Les lettres africaines peuvent se réjouir de compter parmi elles une plume comme Gisèle Totin. Sa première oeuvre, Sincères condoléances, est de nature à vous laisser une impression si forte que vous vous promettez de suivre ses futures publications.

Sincères condoléances, de Gisèle Totin

Pour une première oeuvre, Gisèle Totin réussit à proposer des personnages consistants, avec un caractère, des origines, une situation sociale, familiale et et professionnelle différents les uns des autres. Aucun ne peut se confondre avec un autre et l'auteur parvient à se mettre dans la peau de ces personnages différents et à souligner leur singularité. Leur seul point commun, c'est de se sentir désarmé face à la mort, et c'est ce qui nous lie tous. On est désarmé quand on perd un être cher, même si l'on sait que nous partirons tous, on est désarmés face à une personne endeuillée : comment la réconforter ? Surtout éviter de dire des mots que l'on croit constructifs mais qui dévastent en réalité. Le titre, "Sincères condoléances", sonne comme un ricanement. L'auteur dénonce cette habitude d'utiliser des formules convenues, comme si tous les deuils se ressemblaient, alors que chacun d'eux est unique.
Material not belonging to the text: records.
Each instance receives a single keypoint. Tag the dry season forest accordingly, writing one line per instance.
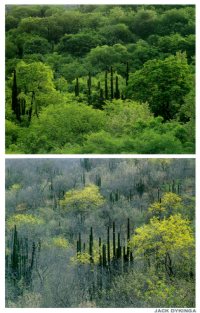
(100, 233)
(100, 79)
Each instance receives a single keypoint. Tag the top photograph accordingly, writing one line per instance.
(100, 79)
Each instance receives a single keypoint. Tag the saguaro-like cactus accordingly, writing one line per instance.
(117, 92)
(111, 83)
(127, 73)
(77, 88)
(119, 248)
(104, 255)
(108, 244)
(15, 101)
(106, 85)
(114, 243)
(91, 246)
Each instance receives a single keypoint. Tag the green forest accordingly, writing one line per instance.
(100, 233)
(100, 79)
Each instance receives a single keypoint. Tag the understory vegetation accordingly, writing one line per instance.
(100, 79)
(100, 233)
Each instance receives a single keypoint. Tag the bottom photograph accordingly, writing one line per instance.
(100, 233)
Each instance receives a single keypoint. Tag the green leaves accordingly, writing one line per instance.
(163, 84)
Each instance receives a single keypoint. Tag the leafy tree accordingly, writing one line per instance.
(65, 126)
(170, 204)
(36, 44)
(165, 242)
(82, 201)
(144, 23)
(163, 84)
(79, 44)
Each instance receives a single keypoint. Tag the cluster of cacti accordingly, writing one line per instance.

Le recueil compte quatre nouvelles : "Par amour", "Mamange" (qui associe les mots "maman" et "ange"), "Femme" et "Veuves". Elles sont toutes c onstruites de la même manière : chacune comprend deux récits à la première personne, qui n'ont apparemment rien à voir l'un avec l'autre, mais qui finissent par se recouper, par se rejoindre ; une construction en entonnoir que j'ai beaucoup appréciée.

Les personnages sont frappés de plein fouet par la disparition subite d'un être cher. Mais même lorsque cette disparition est l'issue prévisible d'une maladie comme le cancer, elle demeure innacceptable pour les personnages, et les autres ne perçoivent pas toujours notre mal-être, ils pensent que nous avons digéré l'événement : "Mes blessures sont invisibles, mais ma douleur est invincible", déclare Sorel dans "Par amour" (page 16).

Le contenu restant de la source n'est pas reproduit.